Après l’attaque de Ménaka en janvier 2012 qui marque le déclenchement de la rébellion 2012, il a tenu tête aux envahisseurs pendant de longs mois et même après le coup d’Etat du 22 mars et l’occupation totale des régions du nord. Au Niger où il s’était réfugié avec ses hommes (des soldats maliens et des combattants venus de Libye) et son matériel, il échappera de justesse, le 2 décembre dernier, à une tentative d’assassinat. Depuis le déclenchement de l’opération Serval, il a regagné le front où ses troupes combattent aux côtés des forces françaises et tchadiennes.
En séjour actuellement à Bamako, le colonel Gamou s’est confié à notre reporter sur des sujets aussi importants que les raisons des différentes rébellions au Mali, les soldats venus de la Libye, la situation actuelle à Gao, ses rapports avec Iyad, la tentative d’assassinat dont il fut l’objet à Niamey, la raison de sa présence à Bamako. Exclusif !

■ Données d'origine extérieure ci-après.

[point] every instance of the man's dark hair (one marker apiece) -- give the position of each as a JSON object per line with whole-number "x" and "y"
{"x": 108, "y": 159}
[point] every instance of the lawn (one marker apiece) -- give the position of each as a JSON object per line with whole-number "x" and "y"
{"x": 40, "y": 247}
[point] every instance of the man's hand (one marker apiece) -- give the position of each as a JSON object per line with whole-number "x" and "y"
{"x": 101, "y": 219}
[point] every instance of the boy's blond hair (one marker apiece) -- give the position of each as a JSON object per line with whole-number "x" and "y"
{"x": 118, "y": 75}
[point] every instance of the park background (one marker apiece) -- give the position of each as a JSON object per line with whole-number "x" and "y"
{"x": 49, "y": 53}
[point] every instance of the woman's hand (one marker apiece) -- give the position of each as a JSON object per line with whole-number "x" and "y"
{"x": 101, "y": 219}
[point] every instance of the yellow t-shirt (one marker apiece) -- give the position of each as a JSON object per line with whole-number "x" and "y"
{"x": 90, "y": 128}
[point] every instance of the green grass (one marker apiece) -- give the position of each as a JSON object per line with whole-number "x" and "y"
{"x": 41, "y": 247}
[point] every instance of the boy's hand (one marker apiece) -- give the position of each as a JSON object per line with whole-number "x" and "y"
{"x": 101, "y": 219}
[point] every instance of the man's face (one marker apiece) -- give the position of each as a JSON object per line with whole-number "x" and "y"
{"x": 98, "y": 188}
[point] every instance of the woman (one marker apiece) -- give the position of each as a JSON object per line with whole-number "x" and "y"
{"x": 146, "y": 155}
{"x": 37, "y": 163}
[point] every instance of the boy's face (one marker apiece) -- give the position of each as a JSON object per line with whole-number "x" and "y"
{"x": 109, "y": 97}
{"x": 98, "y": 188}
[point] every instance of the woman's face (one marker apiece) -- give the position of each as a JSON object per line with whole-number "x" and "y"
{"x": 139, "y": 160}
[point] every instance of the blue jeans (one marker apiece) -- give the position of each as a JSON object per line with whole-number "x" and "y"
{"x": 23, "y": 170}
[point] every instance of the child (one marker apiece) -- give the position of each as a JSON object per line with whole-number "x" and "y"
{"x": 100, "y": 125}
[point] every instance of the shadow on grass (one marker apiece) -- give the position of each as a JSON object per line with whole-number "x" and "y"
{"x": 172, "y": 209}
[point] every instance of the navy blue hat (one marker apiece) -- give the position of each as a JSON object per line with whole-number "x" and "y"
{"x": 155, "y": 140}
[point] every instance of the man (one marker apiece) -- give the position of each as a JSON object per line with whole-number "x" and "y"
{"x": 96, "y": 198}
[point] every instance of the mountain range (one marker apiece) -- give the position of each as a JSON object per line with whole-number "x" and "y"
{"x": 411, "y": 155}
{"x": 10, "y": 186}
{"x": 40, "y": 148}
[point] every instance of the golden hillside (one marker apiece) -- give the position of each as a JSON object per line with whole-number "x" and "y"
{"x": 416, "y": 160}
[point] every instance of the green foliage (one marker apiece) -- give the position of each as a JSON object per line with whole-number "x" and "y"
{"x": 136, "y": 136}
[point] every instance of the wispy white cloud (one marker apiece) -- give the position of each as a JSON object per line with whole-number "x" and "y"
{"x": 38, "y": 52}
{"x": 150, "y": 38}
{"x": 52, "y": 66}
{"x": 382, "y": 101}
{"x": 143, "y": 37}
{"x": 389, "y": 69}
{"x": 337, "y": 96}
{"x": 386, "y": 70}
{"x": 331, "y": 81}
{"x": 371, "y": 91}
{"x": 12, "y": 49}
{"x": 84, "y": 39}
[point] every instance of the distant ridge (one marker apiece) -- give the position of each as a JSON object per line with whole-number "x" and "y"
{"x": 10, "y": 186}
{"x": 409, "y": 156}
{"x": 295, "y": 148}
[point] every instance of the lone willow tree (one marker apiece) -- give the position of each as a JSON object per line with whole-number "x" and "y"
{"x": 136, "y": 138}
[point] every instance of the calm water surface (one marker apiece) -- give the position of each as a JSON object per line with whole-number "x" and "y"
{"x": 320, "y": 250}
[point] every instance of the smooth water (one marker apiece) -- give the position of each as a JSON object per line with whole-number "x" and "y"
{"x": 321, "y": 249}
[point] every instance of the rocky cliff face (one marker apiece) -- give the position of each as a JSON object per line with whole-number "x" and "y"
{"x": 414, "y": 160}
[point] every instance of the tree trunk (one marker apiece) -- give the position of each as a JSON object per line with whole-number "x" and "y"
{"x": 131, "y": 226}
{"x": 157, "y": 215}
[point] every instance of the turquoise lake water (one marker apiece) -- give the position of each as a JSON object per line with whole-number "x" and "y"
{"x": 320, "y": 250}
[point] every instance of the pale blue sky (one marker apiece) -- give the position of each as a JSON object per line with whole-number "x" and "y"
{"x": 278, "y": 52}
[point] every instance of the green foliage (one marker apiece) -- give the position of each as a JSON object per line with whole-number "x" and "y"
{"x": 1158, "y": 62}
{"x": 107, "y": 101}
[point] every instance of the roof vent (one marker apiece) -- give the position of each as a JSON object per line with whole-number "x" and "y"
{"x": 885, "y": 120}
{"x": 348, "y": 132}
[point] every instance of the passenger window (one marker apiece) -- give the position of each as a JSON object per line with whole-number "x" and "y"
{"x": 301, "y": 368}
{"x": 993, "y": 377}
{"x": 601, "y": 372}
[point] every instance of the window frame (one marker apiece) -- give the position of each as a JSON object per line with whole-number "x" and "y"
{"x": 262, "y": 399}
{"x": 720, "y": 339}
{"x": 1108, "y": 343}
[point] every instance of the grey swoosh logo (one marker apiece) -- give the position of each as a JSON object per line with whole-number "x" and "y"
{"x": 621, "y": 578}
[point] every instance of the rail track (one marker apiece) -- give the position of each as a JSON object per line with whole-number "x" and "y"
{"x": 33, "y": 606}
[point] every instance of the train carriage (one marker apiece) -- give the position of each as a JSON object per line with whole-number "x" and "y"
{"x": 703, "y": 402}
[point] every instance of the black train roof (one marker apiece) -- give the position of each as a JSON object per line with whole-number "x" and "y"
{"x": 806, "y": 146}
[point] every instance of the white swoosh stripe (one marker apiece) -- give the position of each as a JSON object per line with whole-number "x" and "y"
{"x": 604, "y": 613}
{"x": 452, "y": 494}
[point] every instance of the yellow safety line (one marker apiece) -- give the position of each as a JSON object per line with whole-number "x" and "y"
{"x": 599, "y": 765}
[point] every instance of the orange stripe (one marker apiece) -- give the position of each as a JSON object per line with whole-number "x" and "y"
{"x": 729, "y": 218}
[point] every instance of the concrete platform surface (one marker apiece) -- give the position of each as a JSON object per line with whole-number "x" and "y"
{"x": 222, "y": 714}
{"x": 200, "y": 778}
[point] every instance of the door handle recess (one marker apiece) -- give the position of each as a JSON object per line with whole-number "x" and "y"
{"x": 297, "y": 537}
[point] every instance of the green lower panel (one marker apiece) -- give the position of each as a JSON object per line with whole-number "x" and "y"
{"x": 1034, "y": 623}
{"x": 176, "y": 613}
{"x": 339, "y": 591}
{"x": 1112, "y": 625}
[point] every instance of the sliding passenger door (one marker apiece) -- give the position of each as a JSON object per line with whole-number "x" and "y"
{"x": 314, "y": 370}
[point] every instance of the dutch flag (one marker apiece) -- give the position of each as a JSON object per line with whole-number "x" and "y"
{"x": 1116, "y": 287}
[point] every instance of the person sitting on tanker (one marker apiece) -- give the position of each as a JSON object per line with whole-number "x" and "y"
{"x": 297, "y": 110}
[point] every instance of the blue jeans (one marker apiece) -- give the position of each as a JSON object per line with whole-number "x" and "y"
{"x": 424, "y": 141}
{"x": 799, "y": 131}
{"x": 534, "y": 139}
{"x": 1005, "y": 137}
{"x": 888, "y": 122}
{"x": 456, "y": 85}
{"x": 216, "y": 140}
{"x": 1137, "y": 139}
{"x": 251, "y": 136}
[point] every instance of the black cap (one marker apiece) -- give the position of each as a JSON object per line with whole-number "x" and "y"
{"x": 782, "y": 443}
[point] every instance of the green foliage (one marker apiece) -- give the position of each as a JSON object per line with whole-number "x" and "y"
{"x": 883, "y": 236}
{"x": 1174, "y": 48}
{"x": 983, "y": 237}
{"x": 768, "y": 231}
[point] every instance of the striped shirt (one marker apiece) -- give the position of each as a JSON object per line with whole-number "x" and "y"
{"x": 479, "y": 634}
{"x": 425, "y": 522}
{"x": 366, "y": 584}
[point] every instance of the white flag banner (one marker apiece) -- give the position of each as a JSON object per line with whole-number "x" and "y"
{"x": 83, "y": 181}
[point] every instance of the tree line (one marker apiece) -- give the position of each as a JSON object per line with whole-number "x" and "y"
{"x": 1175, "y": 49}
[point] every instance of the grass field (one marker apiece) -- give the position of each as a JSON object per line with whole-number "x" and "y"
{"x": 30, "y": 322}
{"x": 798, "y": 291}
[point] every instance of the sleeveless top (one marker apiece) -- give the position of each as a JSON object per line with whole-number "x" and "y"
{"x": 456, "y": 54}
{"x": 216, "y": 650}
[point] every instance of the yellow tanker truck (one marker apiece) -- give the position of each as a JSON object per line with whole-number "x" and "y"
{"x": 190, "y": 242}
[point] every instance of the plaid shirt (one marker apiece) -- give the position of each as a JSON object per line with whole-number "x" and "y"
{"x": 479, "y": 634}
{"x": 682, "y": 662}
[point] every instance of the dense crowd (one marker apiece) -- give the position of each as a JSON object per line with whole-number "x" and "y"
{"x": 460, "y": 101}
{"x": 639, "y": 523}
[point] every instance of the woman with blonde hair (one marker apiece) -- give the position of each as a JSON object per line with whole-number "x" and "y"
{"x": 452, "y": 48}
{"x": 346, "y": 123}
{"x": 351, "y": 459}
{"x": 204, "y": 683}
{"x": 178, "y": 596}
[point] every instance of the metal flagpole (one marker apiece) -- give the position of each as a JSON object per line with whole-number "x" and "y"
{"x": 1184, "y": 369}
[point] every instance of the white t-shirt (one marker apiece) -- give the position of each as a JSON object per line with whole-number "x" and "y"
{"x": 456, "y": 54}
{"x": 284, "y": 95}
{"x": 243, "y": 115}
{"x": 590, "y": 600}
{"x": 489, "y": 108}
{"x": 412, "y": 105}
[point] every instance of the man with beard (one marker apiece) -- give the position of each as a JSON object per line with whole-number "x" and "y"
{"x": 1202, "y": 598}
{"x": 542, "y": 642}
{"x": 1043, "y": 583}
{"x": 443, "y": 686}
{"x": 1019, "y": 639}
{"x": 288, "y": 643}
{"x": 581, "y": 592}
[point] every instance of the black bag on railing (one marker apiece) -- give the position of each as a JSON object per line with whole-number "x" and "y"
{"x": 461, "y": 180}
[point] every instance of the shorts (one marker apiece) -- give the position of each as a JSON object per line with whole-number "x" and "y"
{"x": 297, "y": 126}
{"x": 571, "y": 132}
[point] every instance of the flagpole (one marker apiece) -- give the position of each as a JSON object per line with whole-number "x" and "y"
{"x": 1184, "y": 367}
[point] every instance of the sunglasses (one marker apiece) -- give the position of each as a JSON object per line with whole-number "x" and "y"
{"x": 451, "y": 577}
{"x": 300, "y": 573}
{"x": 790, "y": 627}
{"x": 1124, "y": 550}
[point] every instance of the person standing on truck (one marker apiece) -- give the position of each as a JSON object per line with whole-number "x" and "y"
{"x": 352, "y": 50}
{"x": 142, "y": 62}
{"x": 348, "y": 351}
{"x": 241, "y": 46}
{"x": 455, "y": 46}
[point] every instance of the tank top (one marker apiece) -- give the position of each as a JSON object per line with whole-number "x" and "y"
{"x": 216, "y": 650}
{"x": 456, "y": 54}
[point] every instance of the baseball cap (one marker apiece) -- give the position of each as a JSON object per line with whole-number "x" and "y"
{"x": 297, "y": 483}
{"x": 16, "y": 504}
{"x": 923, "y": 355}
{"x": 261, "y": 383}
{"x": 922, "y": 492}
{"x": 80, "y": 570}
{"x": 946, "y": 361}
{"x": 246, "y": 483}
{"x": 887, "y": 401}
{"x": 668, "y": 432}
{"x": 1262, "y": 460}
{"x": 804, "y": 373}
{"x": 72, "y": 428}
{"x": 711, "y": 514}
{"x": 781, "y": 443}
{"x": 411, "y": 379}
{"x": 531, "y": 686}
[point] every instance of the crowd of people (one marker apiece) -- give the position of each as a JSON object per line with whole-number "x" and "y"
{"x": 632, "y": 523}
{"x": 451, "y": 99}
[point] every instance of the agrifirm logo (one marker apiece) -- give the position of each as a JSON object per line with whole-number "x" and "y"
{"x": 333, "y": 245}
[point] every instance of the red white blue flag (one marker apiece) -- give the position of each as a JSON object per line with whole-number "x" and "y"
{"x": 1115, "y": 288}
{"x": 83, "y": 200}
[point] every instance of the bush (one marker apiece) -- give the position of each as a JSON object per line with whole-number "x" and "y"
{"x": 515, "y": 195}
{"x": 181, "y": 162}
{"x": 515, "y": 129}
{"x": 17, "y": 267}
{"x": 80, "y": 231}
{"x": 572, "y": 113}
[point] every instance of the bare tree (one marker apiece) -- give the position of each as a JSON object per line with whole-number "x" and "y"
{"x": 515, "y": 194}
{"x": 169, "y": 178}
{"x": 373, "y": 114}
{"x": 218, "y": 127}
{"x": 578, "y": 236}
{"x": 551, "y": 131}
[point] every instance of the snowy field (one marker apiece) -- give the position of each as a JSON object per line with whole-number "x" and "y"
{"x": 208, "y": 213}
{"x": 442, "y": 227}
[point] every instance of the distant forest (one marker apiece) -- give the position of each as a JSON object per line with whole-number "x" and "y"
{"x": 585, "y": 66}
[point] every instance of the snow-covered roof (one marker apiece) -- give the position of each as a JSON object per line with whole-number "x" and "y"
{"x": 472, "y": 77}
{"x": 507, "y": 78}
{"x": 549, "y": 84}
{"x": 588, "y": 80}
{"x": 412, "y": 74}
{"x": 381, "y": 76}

L’Aube : Colonel, beaucoup de Maliens entendent parler de vous depuis la rébellion du 23 mai 2006, mais peu de gens vous connaissent. Pouvez-vous vous présenter à nos lecteurs ?
El Hadj Gamou : Je suis colonel major Gamou, officier supérieur de l’armée malienne.
Vous êtes connaisseur du nord du Mali, comment expliquez vous la persistance de la rébellion dans cette partie du pays, malgré la signature en 1992 du Pacte national et les efforts faits par l’Etat pour développer les régions du nord ?
La rébellion actuelle n’est pas comme les rébellions précédentes. Ces dernières étaient fondées sur des revendications politiques, parfois légitimes. C’est pourquoi, depuis le Pacte national, les ressortissants du nord étaient écoutés par l’Etat malien. Le pacte a prévu des droits et des actions de développement des régions du nord. Beaucoup a été fait dans ce sens, surtout dans les domaines militaire et du développement économique. Les ex combattants ont complètement intégré les structures des forces armées et de sécurité à des fonctions importantes, de commandants de zone jusqu’aux commandants de compagnie. Touaregs et arabes, tous font partie, y compris moi-même. J’ai fait ma formation à Koulikoro avec plusieurs de mes camarades intégrés. Après la formation, j’ai été le premier à être nommé commandant du 14è régiment, à Ménaka. Ensuite, j’ai été nommé commandant du 13è régiment à Gao, puis commandant de zone de Gao, qui gère administrativement la région de Kidal, et Ménaka. Durant toutes ces années, je suis constamment sur le terrain.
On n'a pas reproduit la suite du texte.